Some riders also believe that a motorcycle helmet, which weighs about 3 to 4 pounds, creates a “bobblehead” effect — increasing the likelihood of cervical injury in a crash. The logic is dubious — worrying about neck injury but not brain injury — but does the science support the theory?

Some previous studies have concluded helmets offer no spinal protection. A few studies associated helmets with increased risk of cervical injury.

Researchers at the University of Wisconsin believe the data shows the opposite. They reviewed the medical records of more than 1,000 motorcycle crash victims in Wisconsin (which does not have a mandatory helmet law). Those who didn’t wear helmets were twice as likely to suffer a cervical spinal injury as those who were helmeted.

Your neck, your brain, your life. Those are all good reasons.

Nationwide, there are about 5,000 motorcycle deaths each year and approximately 90,000 injuries. The National Highway Transportation Safety Administration calculates that wearing a helmet saved the lives of 1,859 motorcyclists in 2016, and that 802 of those annual motorcycle fatalities could have been prevented if all riders wore helmets.

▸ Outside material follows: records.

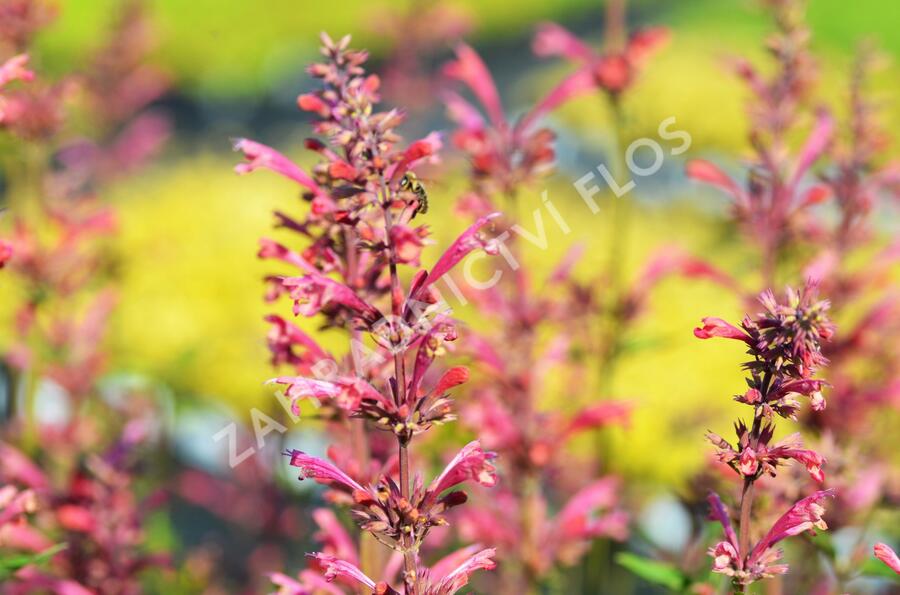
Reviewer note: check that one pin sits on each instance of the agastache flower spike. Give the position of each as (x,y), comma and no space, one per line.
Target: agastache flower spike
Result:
(355,236)
(785,342)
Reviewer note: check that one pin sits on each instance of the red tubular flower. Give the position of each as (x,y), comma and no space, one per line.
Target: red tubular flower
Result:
(716,327)
(458,578)
(313,291)
(805,515)
(356,235)
(472,463)
(260,156)
(884,553)
(322,471)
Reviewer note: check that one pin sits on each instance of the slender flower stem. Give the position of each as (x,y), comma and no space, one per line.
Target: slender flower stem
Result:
(746,509)
(409,559)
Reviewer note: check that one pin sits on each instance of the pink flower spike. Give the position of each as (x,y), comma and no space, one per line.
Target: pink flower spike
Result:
(261,156)
(14,70)
(716,327)
(554,40)
(884,553)
(471,463)
(469,69)
(321,470)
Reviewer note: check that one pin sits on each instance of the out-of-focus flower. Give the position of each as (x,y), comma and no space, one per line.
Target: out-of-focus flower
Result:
(761,561)
(884,553)
(614,70)
(6,252)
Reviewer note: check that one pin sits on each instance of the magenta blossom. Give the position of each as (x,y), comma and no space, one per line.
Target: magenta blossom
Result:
(6,252)
(613,71)
(760,562)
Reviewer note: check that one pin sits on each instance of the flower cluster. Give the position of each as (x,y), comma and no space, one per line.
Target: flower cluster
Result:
(785,342)
(614,70)
(774,205)
(358,231)
(513,362)
(779,209)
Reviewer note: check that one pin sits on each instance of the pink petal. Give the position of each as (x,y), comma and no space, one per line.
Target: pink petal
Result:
(333,535)
(581,81)
(471,463)
(459,249)
(261,156)
(314,291)
(600,415)
(888,556)
(704,171)
(335,568)
(321,470)
(716,327)
(815,145)
(272,249)
(457,578)
(554,40)
(14,70)
(805,515)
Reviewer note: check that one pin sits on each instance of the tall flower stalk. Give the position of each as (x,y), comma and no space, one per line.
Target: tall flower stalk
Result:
(612,71)
(780,210)
(785,344)
(360,232)
(514,360)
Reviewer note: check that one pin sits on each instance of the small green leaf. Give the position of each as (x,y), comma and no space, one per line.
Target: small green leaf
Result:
(654,571)
(11,564)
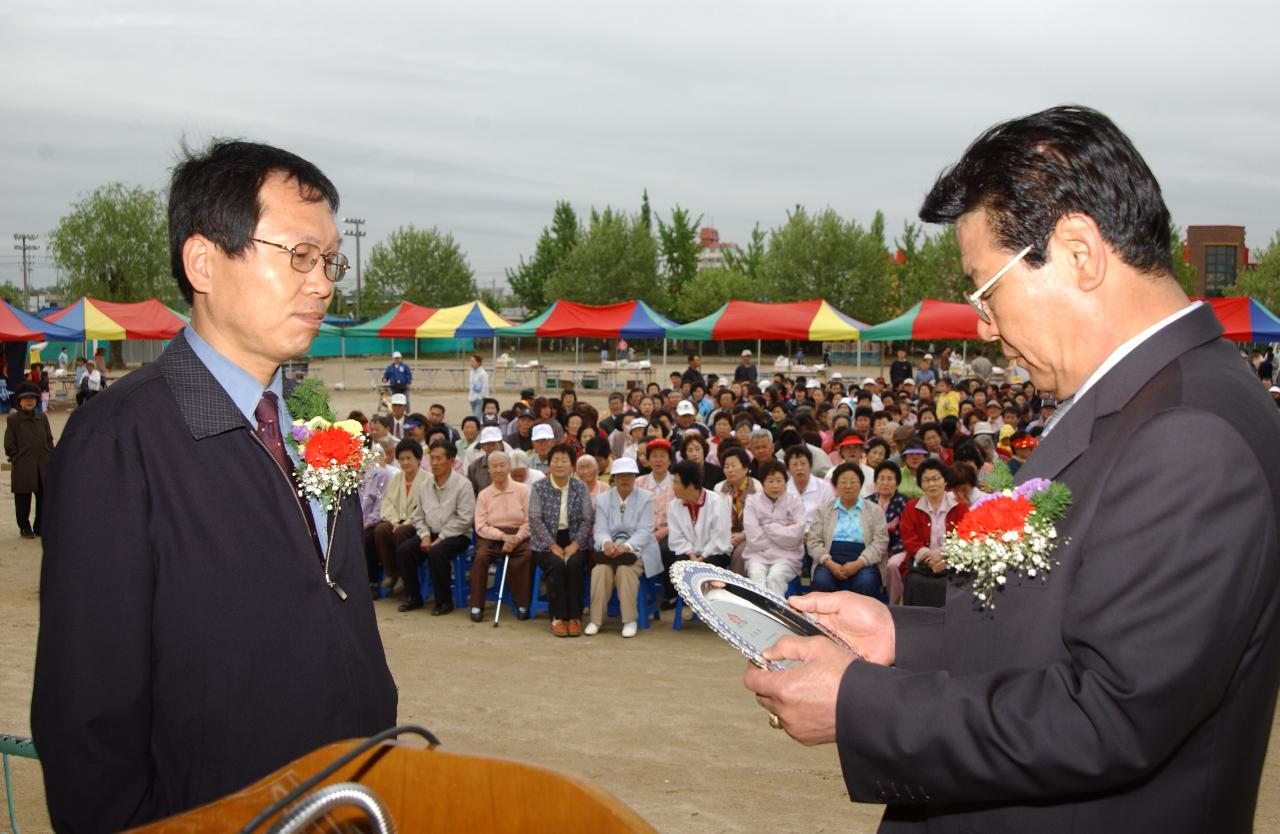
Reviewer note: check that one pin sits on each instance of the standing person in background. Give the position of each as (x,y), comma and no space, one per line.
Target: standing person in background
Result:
(901,369)
(28,444)
(745,370)
(398,376)
(201,624)
(478,385)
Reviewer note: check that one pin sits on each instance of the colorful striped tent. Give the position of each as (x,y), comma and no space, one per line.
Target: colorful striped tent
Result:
(17,325)
(927,320)
(472,320)
(90,319)
(1246,320)
(803,320)
(626,320)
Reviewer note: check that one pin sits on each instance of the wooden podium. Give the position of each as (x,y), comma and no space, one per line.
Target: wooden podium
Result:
(424,791)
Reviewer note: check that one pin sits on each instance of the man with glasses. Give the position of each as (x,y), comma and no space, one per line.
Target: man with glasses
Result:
(1133,686)
(201,624)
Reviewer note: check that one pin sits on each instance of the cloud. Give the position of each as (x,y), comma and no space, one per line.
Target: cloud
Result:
(476,118)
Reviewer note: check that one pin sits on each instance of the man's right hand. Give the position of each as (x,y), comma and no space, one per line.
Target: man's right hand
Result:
(863,622)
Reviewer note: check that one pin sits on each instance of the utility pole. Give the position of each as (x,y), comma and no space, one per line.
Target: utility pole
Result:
(356,233)
(24,243)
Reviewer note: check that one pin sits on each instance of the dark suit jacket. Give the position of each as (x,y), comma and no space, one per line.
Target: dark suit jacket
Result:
(1133,690)
(188,644)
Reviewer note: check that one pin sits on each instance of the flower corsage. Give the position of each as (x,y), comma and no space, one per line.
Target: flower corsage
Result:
(332,458)
(1011,528)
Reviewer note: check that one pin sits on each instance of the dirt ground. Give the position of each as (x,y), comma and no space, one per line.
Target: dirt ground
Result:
(686,745)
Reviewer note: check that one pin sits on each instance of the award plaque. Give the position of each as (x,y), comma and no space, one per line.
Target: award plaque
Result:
(746,615)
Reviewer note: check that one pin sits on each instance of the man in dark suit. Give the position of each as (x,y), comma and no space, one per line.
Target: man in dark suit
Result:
(196,629)
(1133,687)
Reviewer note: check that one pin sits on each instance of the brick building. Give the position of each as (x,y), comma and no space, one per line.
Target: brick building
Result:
(1219,255)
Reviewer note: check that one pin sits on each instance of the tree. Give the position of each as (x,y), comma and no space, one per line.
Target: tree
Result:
(616,260)
(12,293)
(529,279)
(824,256)
(1261,280)
(932,269)
(114,246)
(645,214)
(424,266)
(1183,270)
(748,262)
(679,246)
(708,291)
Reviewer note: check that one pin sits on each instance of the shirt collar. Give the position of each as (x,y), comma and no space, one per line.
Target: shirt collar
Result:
(240,385)
(1129,347)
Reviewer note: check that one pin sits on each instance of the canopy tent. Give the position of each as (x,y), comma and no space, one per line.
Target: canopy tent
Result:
(103,320)
(472,320)
(1244,319)
(803,320)
(17,325)
(927,320)
(626,320)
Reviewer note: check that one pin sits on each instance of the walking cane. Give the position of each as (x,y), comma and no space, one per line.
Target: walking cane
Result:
(502,586)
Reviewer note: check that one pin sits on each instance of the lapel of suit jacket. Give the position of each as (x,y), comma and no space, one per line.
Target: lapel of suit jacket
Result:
(1072,435)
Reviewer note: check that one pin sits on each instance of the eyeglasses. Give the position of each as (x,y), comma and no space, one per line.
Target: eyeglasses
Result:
(977,298)
(305,256)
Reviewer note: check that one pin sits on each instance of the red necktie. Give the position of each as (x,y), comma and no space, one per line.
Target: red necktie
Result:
(269,430)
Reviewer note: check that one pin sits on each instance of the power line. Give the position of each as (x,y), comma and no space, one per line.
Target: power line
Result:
(357,233)
(24,243)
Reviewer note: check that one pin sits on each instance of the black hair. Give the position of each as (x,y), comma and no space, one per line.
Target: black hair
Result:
(689,473)
(408,444)
(848,467)
(769,467)
(799,450)
(892,467)
(449,449)
(216,193)
(735,452)
(1028,173)
(694,436)
(563,448)
(932,463)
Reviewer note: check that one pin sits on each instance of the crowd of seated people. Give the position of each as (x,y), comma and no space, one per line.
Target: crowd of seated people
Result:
(790,481)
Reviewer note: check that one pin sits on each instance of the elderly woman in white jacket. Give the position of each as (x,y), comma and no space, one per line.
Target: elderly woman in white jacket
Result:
(773,522)
(625,548)
(696,518)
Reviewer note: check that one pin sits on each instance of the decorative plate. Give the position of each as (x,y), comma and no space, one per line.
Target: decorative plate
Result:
(743,613)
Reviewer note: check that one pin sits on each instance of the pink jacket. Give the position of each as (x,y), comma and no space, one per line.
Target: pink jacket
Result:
(775,530)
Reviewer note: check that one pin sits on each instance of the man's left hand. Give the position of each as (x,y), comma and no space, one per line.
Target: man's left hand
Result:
(803,696)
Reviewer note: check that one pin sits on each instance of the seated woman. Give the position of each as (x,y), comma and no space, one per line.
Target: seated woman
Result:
(561,518)
(926,522)
(400,503)
(734,490)
(773,522)
(588,471)
(502,531)
(849,539)
(625,548)
(694,447)
(373,487)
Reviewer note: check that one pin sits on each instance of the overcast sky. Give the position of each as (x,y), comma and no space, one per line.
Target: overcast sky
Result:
(478,117)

New Jersey had 50 motorcycle deaths in 2015. Despite our universal helmet law, seven of those riders who died were not wearing a helmet. In addition to the annual fatalities, about 900 riders and passengers suffer serious injury in motorcycle crashes each year in New Jersey.

No one can say exactly how many people were spared from brain injury or spinal injury by wearing their helmets, but we do know that motorcycle crashes would be much worse without them.